Julia Schauerman

Julia Schauerman

PhD Student

2022 - current

 

Julia Schauerman is an electroacoustic composer, improviser and community artist. Her work has been presented internationally, including Mexico, Canada and Norway.

Julia’s interests include composing ecologically themed works and exploring the use of electroacoustic techniques within community arts practice. She is currently an artist-in-residence at the Leverhulme Centre for Anthropocene Biodiversity at the University of York, where she is collaborating with LCAB researcher Theo Tomking on a work about sustainable food production. In February 2023, Julia will conduct research for the Music Mind Machine research centre at The University of Sheffield, in collaboration with Sheffcare Ltd, on the use of acousmatic storytelling, a type of electroacoustic composition, as a participatory music making activity for people living with dementia, this has just been awarded a small Knowledge Exchange grant.

Collaboration is central to Julia’s practice; she has been involved in over 30 collaborations within the last 2 years and works closely with digital art group Genetic Moo.

She completed a Composition MA, with distinction, at The University of Sheffield in 2021.
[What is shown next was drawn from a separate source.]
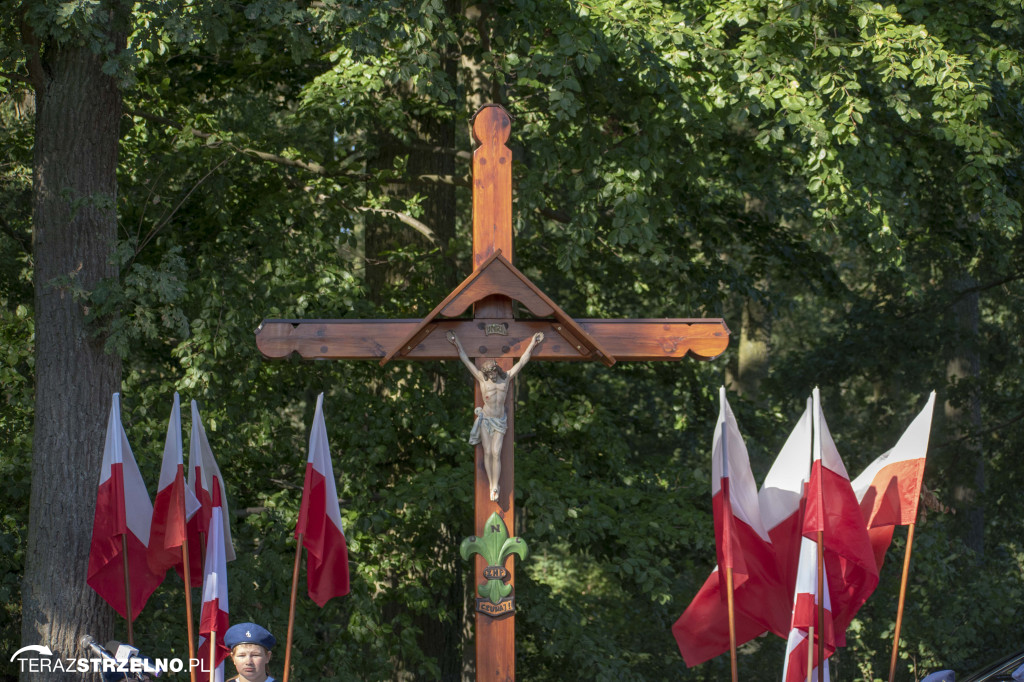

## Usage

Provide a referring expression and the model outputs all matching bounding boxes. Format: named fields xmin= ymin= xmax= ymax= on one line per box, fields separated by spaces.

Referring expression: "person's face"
xmin=231 ymin=644 xmax=270 ymax=682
Profile image of Julia Schauerman

Composing Acousmatic Stories: Hybrid strategies for exploring change, crisis and community through collaborative creative practice

Julia is proposing a new and potentially valuable method for creative practice to understand, reflect upon, and communicate major issues in this time of political and environmental challenge.

Acousmatic storytelling is a way of telling stories that uses recorded spoken word set within composed sound scenes that evoke specific places and time periods. Composer Panos Amelides introduced it as a new medium for historical representation in 2016.

Julia proposes that the supple nature of the acousmatic story is ideally suited to the profound challenge of telling climate crises stories. Her research will explore the exciting possibilities of this hugely under researched method of creative practice, dramatically expanding the notion of what it is.